A sysadmin who started paying attention to money around the same time I started paying attention to kernel tuning. The instinct is the same — understand the system, figure out what’s actually happening under the hood, stop treating it like magic.
I hold a mostly passive portfolio. Total world index for the core, some factor tilts, a balanced fund for structure. I also hold Cloudflare and Google — companies I run, understand, and have chosen to bet on with a bounded slice of what I own. I know what that deviation costs me statistically. I’ve decided it’s worth it.
I’ve also made mistakes. Waited too long on some things. Optimized the wrong layer. Understood the theory before I understood what I was actually trying to do with it.

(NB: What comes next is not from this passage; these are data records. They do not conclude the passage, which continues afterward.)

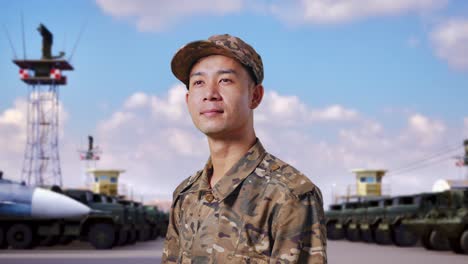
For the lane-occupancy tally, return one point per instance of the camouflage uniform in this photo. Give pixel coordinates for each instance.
(262, 211)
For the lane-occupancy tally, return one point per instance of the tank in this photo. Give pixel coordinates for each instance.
(445, 225)
(107, 225)
(31, 216)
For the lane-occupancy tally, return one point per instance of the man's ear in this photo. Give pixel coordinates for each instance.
(257, 96)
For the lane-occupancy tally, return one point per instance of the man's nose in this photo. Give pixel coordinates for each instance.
(212, 92)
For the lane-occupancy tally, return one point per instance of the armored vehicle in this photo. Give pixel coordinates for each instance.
(33, 215)
(333, 221)
(445, 225)
(107, 225)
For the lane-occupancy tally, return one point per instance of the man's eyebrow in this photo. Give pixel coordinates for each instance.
(227, 71)
(195, 74)
(223, 71)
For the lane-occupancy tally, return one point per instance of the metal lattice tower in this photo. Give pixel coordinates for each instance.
(90, 157)
(41, 164)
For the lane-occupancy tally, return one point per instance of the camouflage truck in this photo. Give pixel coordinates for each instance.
(445, 225)
(334, 227)
(163, 222)
(152, 220)
(107, 225)
(133, 214)
(374, 210)
(357, 216)
(143, 228)
(346, 216)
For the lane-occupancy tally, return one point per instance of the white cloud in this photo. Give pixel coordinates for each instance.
(287, 110)
(413, 42)
(424, 129)
(333, 113)
(136, 100)
(156, 15)
(13, 135)
(450, 41)
(341, 11)
(465, 122)
(153, 139)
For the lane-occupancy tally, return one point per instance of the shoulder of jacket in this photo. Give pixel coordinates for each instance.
(295, 181)
(185, 184)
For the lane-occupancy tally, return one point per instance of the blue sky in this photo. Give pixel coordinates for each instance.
(401, 67)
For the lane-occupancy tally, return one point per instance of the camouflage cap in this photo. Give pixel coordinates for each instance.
(226, 45)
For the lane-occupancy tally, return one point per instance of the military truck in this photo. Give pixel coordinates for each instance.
(334, 227)
(152, 219)
(107, 226)
(445, 225)
(355, 213)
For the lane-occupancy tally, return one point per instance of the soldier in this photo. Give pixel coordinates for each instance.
(246, 205)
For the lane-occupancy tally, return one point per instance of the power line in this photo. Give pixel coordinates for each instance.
(439, 153)
(78, 40)
(24, 41)
(11, 43)
(420, 166)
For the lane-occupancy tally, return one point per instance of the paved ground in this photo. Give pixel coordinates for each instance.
(339, 252)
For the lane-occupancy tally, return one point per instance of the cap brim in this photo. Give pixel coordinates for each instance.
(187, 56)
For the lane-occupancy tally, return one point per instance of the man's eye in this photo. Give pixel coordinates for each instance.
(197, 82)
(225, 80)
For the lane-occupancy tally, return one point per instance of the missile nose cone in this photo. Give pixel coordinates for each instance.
(49, 204)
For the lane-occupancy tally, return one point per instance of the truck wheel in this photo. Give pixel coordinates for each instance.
(132, 238)
(66, 240)
(20, 236)
(155, 233)
(49, 241)
(403, 237)
(142, 235)
(333, 233)
(366, 235)
(455, 245)
(101, 236)
(383, 237)
(464, 242)
(434, 240)
(3, 243)
(352, 234)
(123, 238)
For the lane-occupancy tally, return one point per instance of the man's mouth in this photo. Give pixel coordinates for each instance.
(211, 112)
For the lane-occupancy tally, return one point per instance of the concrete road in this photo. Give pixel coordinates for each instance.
(339, 252)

I’m not a financial advisor. This isn’t advice. It’s how I think about it, written down.
Who this is for
- Engineers who get RSUs and aren’t sure whether to hold, sell, or diversify — and want to understand the actual tradeoffs, not just the default answer
- People who’ve read enough to know they should probably have index funds but can’t articulate why, or aren’t sure what “enough” looks like
- The person running Proxmox at home with retirement savings parked in a 2019 target-date fund they haven’t looked at since
- Anyone who tried to “optimize” their finances and ended up more confused than before
What you’ll find here
The framework first — why the passive case is mostly right, what FIRE math actually assumes, how tax-advantaged accounts work and in what order to fill them.
Then the edges — when deviating makes sense, what conviction picks actually require of you, and the things I got wrong before I got them right.
No affiliate links. No sponsored content. No recommendations dressed up as reviews.